There were four major factors in my consideration of a naturopathic medical school: the level and quality of research on the campus, that the material being taught is not based solely on someone’s opinion or tradition, the feeling/atmosphere of the campus, and the approval of the school by my mentor. After hearing Dr. Jeffrey Langland – SCNM’s Research Department Chair speak, I felt SCNM had everything I was looking for. Dr. Langland played a large role in raising SCNM’s credibility with me, while also remaining open minded and true to the naturopathic principles. I also liked the open atmosphere on campus.”
What is your favorite thing about school? What surprised you?
“One of my favorite things in school has been tutoring. I love to see people make connections, to see their eyes light up with curiosity’s spark, and feeling the desire to learn for the sake of discovery. Seeing that kindles my own spark, and drives me further.
The most surprising thing that I have learned hasn’t been academic, but about myself. I am much more capable in certain areas than I expected. I have also found that I am much more vulnerable to positive peer opinions than I am to negative ones. I’ve learned a new skill set in dealing with that. I also found it surprising how quickly a close ‘family’ vibe formed in our class.”
How do you maintain a school/life balance?
“At first I was doing well and wasn’t stressed about school. Then I allowed myself get sidetracked by personal issues which led to poor academic focus. I had to take a break for a while. However, I have since found that pushing up to my real breaking point, and beyond, has helped my perspective and self-understanding.
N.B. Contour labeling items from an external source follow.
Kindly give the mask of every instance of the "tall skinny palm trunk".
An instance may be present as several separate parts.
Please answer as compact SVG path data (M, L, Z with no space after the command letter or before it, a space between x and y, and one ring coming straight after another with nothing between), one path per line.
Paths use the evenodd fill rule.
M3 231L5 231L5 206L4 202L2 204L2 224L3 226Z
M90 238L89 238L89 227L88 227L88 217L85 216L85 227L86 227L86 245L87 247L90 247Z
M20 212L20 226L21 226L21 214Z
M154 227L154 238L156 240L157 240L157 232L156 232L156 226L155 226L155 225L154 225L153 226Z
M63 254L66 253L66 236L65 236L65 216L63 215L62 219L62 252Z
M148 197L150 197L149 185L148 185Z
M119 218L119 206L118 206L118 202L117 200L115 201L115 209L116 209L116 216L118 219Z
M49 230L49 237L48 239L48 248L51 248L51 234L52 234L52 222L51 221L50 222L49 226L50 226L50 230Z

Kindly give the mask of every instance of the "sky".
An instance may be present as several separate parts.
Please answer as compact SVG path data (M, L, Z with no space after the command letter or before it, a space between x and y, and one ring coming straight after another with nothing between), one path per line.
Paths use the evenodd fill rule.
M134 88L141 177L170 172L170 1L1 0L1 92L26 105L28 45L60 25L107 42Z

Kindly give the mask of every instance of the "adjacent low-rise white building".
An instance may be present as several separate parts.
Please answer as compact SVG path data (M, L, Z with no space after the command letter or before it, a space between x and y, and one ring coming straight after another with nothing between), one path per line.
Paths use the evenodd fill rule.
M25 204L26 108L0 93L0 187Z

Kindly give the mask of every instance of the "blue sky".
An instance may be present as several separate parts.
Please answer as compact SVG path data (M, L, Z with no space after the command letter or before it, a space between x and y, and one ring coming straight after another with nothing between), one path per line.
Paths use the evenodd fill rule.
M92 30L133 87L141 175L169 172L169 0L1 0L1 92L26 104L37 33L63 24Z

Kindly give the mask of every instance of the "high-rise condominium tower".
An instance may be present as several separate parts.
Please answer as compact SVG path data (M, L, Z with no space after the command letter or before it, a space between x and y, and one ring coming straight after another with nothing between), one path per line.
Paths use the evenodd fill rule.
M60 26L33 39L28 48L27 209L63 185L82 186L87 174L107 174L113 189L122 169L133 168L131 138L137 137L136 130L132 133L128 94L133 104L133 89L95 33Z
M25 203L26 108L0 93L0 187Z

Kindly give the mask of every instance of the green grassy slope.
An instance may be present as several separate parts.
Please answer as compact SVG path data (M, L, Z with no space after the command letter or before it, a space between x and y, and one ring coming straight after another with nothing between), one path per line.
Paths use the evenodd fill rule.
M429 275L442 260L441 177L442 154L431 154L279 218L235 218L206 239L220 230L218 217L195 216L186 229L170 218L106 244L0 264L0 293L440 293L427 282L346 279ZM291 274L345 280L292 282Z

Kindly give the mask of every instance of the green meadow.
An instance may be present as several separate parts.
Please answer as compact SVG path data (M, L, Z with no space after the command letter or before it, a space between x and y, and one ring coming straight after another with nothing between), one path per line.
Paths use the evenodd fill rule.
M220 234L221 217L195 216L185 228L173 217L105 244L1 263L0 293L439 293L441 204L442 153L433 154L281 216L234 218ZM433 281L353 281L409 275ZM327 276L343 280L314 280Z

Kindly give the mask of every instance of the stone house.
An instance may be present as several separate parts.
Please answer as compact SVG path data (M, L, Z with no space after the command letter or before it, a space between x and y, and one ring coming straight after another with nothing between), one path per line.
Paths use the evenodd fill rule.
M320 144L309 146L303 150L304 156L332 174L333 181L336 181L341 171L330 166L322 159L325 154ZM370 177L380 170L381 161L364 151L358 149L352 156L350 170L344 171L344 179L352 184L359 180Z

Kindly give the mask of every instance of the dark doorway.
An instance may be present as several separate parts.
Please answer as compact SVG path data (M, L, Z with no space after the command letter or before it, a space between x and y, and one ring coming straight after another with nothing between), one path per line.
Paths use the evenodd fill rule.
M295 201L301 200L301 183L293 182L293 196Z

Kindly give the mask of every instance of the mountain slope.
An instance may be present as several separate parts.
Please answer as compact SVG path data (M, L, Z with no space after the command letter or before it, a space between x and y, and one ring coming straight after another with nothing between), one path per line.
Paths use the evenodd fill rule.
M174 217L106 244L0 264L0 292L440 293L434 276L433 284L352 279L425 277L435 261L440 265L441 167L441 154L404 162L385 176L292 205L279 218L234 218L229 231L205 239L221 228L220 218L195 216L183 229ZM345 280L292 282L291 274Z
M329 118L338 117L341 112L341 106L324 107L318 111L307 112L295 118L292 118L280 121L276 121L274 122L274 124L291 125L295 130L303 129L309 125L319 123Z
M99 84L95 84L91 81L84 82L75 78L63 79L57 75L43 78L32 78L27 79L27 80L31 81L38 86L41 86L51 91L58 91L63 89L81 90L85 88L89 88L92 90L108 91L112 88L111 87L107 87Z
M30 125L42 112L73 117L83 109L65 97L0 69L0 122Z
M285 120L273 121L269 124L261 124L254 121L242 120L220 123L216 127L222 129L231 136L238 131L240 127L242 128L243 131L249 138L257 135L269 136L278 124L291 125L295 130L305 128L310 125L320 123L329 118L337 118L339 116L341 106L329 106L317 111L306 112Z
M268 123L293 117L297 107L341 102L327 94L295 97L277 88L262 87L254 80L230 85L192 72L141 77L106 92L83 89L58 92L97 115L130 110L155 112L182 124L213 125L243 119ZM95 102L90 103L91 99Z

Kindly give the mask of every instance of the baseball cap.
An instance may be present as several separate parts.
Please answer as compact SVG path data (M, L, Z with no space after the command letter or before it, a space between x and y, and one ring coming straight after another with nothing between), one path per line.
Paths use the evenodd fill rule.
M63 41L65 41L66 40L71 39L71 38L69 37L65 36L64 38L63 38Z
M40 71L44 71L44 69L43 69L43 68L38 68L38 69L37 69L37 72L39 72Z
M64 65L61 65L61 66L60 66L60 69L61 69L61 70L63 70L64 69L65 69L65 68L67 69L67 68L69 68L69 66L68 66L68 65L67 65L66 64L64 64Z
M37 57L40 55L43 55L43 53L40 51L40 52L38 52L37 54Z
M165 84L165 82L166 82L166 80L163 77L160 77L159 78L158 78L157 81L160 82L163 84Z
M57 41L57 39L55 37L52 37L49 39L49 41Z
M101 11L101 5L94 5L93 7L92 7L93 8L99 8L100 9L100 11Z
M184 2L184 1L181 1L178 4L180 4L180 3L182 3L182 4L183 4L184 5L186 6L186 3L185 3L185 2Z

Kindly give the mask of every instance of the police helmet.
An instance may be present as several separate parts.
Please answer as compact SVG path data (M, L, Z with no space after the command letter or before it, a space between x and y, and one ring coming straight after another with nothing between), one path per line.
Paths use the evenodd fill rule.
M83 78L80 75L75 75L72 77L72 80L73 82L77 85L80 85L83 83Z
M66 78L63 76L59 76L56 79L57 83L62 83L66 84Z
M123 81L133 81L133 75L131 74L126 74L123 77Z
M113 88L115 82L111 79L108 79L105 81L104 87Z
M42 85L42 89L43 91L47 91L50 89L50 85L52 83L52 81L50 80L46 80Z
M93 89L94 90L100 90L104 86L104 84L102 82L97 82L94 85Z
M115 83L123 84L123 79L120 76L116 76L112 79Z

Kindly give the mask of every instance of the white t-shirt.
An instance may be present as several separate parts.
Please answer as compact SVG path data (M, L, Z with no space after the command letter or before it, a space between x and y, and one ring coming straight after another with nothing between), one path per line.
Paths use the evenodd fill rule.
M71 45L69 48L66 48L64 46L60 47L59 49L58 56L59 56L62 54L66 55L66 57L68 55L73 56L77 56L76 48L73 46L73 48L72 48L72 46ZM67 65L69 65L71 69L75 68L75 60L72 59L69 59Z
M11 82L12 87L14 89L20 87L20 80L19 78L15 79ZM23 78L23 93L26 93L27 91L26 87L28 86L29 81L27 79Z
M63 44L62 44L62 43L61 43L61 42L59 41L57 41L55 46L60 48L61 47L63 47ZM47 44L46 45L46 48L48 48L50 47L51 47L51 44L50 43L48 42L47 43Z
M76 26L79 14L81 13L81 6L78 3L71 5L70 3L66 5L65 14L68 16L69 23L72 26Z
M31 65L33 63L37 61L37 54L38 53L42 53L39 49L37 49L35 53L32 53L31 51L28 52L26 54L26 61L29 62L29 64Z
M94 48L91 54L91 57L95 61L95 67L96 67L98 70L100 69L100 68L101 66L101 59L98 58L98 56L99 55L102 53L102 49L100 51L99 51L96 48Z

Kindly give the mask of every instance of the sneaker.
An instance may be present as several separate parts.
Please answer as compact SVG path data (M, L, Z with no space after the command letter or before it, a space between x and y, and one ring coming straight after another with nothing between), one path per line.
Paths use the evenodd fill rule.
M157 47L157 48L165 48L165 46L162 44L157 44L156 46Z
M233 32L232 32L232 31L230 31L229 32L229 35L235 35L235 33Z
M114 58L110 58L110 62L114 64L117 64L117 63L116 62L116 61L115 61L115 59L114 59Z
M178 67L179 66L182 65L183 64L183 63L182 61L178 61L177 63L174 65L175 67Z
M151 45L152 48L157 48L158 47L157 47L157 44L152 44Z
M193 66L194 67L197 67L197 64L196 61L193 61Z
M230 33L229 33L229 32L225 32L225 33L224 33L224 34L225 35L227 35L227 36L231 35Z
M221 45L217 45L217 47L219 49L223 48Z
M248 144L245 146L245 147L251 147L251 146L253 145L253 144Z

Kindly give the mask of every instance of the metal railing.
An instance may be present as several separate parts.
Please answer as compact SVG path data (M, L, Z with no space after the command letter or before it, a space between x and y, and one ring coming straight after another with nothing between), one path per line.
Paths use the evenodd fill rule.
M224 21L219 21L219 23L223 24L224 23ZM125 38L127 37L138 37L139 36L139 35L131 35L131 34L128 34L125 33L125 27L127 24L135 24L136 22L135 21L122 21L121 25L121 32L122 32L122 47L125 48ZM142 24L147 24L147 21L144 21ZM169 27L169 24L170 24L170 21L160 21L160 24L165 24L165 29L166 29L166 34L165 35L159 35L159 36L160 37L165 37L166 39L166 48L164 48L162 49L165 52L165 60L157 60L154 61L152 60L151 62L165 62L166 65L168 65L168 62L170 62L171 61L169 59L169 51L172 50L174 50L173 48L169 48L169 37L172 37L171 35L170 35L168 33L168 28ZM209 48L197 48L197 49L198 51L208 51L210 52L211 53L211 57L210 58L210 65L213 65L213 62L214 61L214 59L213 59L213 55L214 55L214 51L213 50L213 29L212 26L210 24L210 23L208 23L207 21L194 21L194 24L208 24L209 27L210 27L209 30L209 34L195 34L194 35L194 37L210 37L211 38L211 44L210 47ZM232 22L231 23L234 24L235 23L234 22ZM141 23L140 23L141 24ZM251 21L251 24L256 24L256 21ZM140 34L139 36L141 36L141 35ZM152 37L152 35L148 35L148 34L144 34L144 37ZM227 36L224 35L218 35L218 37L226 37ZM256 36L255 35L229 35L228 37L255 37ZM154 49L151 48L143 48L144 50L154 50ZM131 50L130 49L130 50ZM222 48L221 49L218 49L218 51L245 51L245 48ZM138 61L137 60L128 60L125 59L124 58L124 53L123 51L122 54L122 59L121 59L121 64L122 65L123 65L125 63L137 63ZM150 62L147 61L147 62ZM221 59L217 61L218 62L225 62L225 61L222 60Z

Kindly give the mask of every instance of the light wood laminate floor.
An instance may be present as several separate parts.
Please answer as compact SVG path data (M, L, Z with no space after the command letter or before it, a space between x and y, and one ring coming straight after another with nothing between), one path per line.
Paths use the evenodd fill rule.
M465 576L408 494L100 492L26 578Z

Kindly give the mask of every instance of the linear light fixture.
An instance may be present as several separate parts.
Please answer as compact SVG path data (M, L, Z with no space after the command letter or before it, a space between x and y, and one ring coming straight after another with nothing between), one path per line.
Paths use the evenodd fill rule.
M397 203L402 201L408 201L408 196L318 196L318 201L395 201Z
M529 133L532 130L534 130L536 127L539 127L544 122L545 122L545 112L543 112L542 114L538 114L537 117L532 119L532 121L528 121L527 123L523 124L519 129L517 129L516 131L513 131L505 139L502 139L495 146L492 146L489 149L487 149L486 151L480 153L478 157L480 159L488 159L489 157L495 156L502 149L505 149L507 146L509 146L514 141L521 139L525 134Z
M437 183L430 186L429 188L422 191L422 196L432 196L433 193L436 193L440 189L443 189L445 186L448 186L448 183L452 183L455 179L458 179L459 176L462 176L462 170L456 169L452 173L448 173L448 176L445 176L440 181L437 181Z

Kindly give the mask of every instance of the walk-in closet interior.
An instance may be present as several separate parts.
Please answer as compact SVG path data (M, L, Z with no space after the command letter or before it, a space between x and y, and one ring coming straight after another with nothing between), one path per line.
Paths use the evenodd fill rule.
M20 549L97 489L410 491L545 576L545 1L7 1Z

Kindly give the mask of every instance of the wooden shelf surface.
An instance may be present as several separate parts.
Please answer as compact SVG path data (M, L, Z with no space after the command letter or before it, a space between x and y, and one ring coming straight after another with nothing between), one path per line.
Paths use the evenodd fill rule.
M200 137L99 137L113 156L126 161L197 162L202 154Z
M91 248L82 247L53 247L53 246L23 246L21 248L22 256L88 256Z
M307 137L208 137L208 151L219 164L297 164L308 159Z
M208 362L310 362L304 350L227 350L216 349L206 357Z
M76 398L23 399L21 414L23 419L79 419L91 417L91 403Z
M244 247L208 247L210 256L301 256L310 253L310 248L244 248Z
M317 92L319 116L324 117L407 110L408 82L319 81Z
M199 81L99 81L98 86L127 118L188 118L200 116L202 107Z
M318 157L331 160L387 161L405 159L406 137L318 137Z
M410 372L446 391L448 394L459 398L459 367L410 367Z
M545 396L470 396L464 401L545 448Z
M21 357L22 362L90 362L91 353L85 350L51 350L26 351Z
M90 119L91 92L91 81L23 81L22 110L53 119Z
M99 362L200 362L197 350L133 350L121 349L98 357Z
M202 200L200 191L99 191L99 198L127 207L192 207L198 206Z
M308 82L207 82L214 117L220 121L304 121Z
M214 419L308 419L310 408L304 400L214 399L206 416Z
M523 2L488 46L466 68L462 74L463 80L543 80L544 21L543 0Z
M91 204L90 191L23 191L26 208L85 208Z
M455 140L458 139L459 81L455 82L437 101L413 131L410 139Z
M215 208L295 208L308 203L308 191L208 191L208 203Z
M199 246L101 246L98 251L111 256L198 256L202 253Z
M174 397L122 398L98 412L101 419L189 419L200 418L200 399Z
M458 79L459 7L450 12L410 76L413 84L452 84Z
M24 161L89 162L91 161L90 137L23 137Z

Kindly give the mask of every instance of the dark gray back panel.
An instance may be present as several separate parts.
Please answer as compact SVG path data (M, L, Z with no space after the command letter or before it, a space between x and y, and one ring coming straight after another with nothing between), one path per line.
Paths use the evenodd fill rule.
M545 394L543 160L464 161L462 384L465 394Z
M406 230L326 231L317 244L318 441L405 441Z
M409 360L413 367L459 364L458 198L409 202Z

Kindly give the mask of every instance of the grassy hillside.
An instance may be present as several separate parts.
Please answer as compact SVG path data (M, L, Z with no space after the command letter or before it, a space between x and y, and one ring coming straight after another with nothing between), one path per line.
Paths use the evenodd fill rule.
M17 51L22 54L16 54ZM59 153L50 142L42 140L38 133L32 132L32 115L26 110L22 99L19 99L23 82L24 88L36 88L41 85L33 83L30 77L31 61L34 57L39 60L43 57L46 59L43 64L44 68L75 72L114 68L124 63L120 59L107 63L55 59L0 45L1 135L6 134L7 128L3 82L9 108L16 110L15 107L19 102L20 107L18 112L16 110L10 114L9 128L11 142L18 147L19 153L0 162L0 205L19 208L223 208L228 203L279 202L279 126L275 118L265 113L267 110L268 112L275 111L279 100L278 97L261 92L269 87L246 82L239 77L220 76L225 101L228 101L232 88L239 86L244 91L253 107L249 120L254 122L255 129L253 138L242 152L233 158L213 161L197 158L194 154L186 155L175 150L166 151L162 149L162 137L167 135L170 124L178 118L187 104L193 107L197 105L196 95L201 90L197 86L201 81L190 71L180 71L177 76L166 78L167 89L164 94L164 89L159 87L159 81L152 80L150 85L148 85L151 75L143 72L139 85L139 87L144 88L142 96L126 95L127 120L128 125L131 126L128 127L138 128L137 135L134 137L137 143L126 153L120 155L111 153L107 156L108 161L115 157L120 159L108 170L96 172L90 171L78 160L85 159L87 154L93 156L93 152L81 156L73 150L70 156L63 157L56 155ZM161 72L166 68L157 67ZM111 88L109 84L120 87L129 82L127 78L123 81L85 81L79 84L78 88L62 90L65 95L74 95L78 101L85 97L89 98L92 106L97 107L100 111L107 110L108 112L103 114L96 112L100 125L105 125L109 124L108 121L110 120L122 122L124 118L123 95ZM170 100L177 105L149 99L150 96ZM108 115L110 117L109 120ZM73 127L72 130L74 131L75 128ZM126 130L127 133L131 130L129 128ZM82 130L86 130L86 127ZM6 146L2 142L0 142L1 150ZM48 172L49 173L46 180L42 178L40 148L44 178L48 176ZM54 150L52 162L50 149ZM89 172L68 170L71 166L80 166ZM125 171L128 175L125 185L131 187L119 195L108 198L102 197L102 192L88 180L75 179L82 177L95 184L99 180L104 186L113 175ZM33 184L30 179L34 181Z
I am stronger for it.
Several habits have helped: only using high density study methods, making sleep a priority, and finding things that get my mind away from school such as learning to play the guitar and playing games with friends. I have also had to learn when to say ‘no’ to activities and opportunities.”
Taylor’s extracurricular activities include: teaching and participating in religion classes, tutoring (view a tutoring video that he made on reflex physiology), serving as a teacher’s assistant, working on research projects (current topics include kennel cough as well as others), making home botanical medicines, leading local plant identification walks, botanical medicine gathering trips to Colorado, and mission trips with Naturopaths Without Borders to Mexico. He also teaches religion at his church, and participates in a weekly religion class at Arizona State University.
What advice do you have for prospective ND students?
“Learn how to learn before starting naturopathic medical school. I would recommend a free online course – Learning How to Learn by Barbra Oakley. I strongly encourage you to have a solid idea of why you are coming and why you are learning at the school you choose. Figure out how to hold on to it because when it gets hard, you need to be able to remember why you are there and why you are doing what you are doing. Feed that daily, and you’ll have the emotional fortitude and motivation to solve all the more direct problems as they arise.”